1. The utility model provides an air inlet structure, its characterized in that, includes intake pipe (1), first cylinder (5) and second cylinder (6), first cylinder (5) through first inlet channel (2) with intake pipe (1) is linked together, second cylinder (6) through second inlet channel (3) with intake pipe (1) are linked together, the axis of second inlet channel (3) with the axis parallel arrangement of second cylinder (6), be provided with admission valve (4) on second inlet channel (3), work as when second cylinder (6) are in the uninstallation state, admission valve (4) are closed second inlet channel (3).

2. An air intake structure according to claim 1, wherein the intake valve (4) is capable of opening unidirectionally in a flow direction of fluid in the second intake passage (3).

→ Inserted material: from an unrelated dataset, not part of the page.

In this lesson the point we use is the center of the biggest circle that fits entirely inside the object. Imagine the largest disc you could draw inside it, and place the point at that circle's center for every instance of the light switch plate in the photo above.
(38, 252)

3. An air intake structure according to claim 1, wherein an inlet of the second air intake passage (3) communicates to the first air intake passage (2), and the second air intake passage (3) communicates with the air intake pipe (1) through the first air intake passage (2).

4. An air intake structure according to claim 3, wherein an inlet of the second air intake passage (3) is provided on a side wall of the first air intake passage (2).

5. An air intake structure according to claim 1, wherein the first air intake passage (2) extends in a radial direction of the first cylinder (5).

6. An air intake structure according to claim 1, wherein the first air intake passage (2) is provided perpendicularly to the second air intake passage (3).

7. The air intake structure according to claim 1, characterized in that the air intake structure further includes a partition plate (7), the partition plate (7) being disposed between the first cylinder (5) and the second cylinder (6), the second air intake passage (3) penetrating the partition plate (7) in an axial direction of the partition plate (7).

8. An air intake structure according to any one of claims 1 to 7, wherein the intake valve (4) includes a valve sheet provided at an inlet of the second intake passage (3).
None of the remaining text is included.